The leftovers, ma série coup de coeur

On a tous une série qui nous a marqués plus que les autres. Moi, c’est The leftovers. Adaptation du roman de Perrotta « les disparus de Mapleton », cette série américaine (HBO) a été créée par Damon Lindelof (un des scénaristes de Lost, ça doit vous parler !) et Tom Perrotta lui-même. La série est diffusée chez nous sur BeTV.

Avec Lost, on était du côté des disparus. Ici, nous voilà confrontés à « ceux qui restent ».

Au départ, le synopsis ne me disait rien du tout : en gros, 2% de l’humanité se dématérialise partout dans le monde au même instant. Ou, plus simplement, des gens disparaissent, aléatoirement, sans qu’il ne semble y avoir une raison, un choix, une loi. Un acte délibéré, un geste gratuit fait par on ne sait quelle main…et c’est là que la série devient intéressante et que j’y accroche. Loin de se conforter dans l’aspect science-fiction du départ, elle bascule immédiatement dans le drame psychologique. Passé le côté fantastique, les scénaristes nous embarquent dans des questionnements beaucoup plus métaphysiques. Contrairement à Lost, série qui reposait sur la recherche d’explications, The leftovers se concentre plutôt sur les répercussions psychologiques et sociales de l’évènement de départ.

Mélancolique à souhait, la série nous plonge dans l’univers de Mapleton, petite ville des USA dont les habitants essayent, tant bien que mal, de survivre à ses disparus, à ses questions sans réponse, à la culpabilité d’être toujours là. Les réactions sont diverses, parfois extrêmes. Comme celle des membres d’un groupe sectaire qui perturbe la ville. Ils ont fait vœux de mutisme, ne s’habillent que de blanc et fument clopes sur clopes. Nous suivons donc la vie de « ceux qui restent », et plus particulièrement celle du shérif Kévin Garvey qui tente de garder l’église au milieu du village tout en se battant avec ses propres démons.
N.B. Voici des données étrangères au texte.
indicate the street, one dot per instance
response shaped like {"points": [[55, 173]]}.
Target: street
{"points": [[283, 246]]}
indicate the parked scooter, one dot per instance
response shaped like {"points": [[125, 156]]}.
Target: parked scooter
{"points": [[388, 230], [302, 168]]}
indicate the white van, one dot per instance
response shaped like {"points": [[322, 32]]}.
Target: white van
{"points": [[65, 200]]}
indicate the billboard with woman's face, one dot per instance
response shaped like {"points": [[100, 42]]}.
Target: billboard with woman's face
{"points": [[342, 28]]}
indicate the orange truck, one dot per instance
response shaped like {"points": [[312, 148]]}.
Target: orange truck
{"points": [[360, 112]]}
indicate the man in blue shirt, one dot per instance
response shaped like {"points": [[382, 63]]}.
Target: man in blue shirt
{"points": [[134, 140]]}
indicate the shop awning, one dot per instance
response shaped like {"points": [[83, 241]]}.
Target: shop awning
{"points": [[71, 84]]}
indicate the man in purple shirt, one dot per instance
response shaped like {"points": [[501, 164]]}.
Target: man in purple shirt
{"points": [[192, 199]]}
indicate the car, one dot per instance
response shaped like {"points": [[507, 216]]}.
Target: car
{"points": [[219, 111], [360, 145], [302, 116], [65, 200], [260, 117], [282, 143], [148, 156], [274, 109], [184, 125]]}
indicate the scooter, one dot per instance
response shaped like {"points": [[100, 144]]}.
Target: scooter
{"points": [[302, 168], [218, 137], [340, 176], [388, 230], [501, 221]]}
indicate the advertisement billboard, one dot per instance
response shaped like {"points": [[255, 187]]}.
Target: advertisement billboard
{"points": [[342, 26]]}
La série est superbe. Les personnages sont vrais. Les scènes sont justes, parfois dures. Mais si violence il y a, ce n’est jamais gratuit. Idem pour le sexe. Tout est pondéré.

Magnifique mais très engageant émotionnellement

La saison 1 est un petit chef-d’œuvre, la saison 2 n’a rien à lui envier.

Moi, j’attends la troisième saison avec impatience…et en même temps avec un peu de regrets car elle est annoncée comme la dernière. D’un autre côté, jouer les prolongations n’aurait eu comme effet que d’altérer la qualité du discours.